March is a wonderful month to enjoy moisture-loving moss.

Snow melt, moist air and ground awakens moss from winter slumber.

Turtle Mountain, BX Creek, Kal Park and trails with rocky outcroppings beside lakes are marvellous places to observe moss waking up in March.

Mosses are bryophytes; the most primitive land plants. They’re without flowers, fruits, seeds, roots or a vascular system to conduct water internally.

They are the most simplest plants of leaf and stem, yet elegant. Approximately 22,000 species have evolved worldwide to inhabit tiny niches in virtually every ecosystem.

Lacking a support system, they’re small. They fill in cracks, grow between plants, are epiphytic on trees, and succeed where other plants can’t - on rocks, cliffs, bark, etc. They’re the amphibians of the plant world; the evolutionary first step toward the terrestrial life between algae and higher plants.

They need moisture to breed and supply microscopic nutrients to grow.

But moss is extraordinarily resilient to dehydration and can become desiccated for many years and still survive once water is replenished. Most mosses turn shape and change colour when they dry out but return to full vigour only minutes after wetting.

They grow in extremely packed, intertwined, dense colonies to hold water like a sponge. And their leaf shapes hold water too.

They’re often growing in moist, shady areas of the forest. The type of chlorophyll in their leaves is fine-tuned to absorb filtered forest light.

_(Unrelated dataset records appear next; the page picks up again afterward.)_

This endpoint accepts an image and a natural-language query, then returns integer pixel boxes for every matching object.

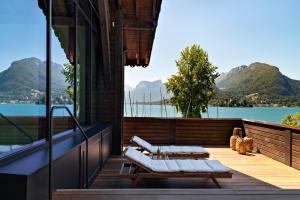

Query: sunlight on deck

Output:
[207,148,300,189]
[91,147,300,190]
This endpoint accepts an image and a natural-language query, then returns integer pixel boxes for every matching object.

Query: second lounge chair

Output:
[120,147,232,188]
[130,135,209,159]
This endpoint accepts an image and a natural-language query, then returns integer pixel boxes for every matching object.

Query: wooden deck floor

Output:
[90,147,300,190]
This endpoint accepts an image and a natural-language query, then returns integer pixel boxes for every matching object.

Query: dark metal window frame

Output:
[46,0,100,134]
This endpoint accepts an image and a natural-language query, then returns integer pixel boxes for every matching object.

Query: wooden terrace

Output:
[90,146,300,190]
[55,118,300,200]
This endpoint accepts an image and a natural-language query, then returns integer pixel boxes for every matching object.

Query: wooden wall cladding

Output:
[291,130,300,170]
[123,117,242,145]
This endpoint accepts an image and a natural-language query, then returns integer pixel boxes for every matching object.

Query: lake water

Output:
[124,104,300,123]
[0,104,300,123]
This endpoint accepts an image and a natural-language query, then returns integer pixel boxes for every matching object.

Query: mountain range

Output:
[0,57,67,102]
[125,80,170,102]
[216,62,300,98]
[0,58,300,103]
[125,62,300,104]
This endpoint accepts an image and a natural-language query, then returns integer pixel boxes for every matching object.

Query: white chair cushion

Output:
[152,160,181,172]
[124,147,152,169]
[151,145,208,154]
[176,160,213,172]
[204,160,230,172]
[124,147,230,173]
[131,135,152,151]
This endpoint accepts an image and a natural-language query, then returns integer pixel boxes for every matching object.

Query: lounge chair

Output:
[130,135,209,159]
[120,147,232,188]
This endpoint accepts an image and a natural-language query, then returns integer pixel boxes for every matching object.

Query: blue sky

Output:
[0,0,300,86]
[0,0,68,72]
[125,0,300,86]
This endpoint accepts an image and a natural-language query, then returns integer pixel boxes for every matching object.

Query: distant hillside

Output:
[216,62,300,97]
[125,80,170,102]
[0,58,67,101]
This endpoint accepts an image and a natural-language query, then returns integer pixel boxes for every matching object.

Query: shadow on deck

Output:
[90,147,300,190]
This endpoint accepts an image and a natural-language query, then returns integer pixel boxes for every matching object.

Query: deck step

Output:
[53,189,300,200]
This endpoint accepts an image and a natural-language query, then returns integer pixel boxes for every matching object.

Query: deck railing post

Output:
[284,129,292,167]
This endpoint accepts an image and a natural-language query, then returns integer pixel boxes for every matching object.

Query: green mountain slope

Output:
[216,62,300,97]
[0,58,67,101]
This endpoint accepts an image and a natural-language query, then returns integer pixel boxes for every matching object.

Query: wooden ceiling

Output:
[121,0,162,67]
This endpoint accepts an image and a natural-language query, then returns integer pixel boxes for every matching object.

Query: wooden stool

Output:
[244,136,253,152]
[229,128,243,151]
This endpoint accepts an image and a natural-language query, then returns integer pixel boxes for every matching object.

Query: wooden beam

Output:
[98,0,111,81]
[152,0,156,19]
[136,31,141,65]
[124,18,157,30]
[52,16,74,27]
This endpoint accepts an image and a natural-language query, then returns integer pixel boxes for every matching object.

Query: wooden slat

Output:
[91,147,300,191]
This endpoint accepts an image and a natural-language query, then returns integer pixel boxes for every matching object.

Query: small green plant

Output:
[281,113,300,127]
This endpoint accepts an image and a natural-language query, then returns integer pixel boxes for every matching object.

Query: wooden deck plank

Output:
[54,189,300,200]
[90,147,300,190]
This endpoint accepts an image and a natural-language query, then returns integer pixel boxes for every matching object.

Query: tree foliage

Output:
[281,113,300,127]
[62,63,80,102]
[165,44,219,117]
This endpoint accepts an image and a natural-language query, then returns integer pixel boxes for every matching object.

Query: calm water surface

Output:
[0,104,300,123]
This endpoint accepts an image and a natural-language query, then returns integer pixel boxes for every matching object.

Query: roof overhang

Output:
[121,0,162,67]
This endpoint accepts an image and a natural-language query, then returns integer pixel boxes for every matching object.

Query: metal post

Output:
[46,0,52,200]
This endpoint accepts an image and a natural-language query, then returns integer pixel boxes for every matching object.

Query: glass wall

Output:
[0,0,47,153]
[0,0,101,156]
[51,0,75,133]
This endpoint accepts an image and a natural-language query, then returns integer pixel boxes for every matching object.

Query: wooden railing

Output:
[123,117,300,170]
[0,116,73,144]
[243,119,300,169]
[123,117,242,145]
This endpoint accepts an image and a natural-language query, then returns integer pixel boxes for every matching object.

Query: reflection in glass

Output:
[51,0,75,133]
[77,12,90,124]
[0,0,46,153]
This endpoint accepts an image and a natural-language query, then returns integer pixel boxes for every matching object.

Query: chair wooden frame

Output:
[119,150,232,188]
[130,136,209,159]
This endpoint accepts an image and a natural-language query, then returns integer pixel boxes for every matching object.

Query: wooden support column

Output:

So you’ll find rich carpets of moss in dark, moist evergreen forests. But deciduous forests’ fallen autumn leaves smother moss. So here they grow on stumps, logs and rocks above ground.

The tiny upright mosses trap air movement or breezes along the moist ground. With so much decomposing in and on the ground, there’s lots of carbon dioxide – the feed for photosynthesis. Mosses reproduce with fertilized spores encased in capsules on long upright stalks. The powdery spores waft in the wind away from their thick parental carpet. But mosses can reproduce asexually too by breaking up and cloning like many other plants.

Knowing mosses enriches our knowledge of the world. So slow down and look closely as moss patterns emerge. Some look like feathers, ferns, tufts, fluff, and even electrified cat’s tails – that’s the honest-to-goodness real name of a common B.C. moss. So few mosses have common names because so few people take notice to intimately observe them. But you can!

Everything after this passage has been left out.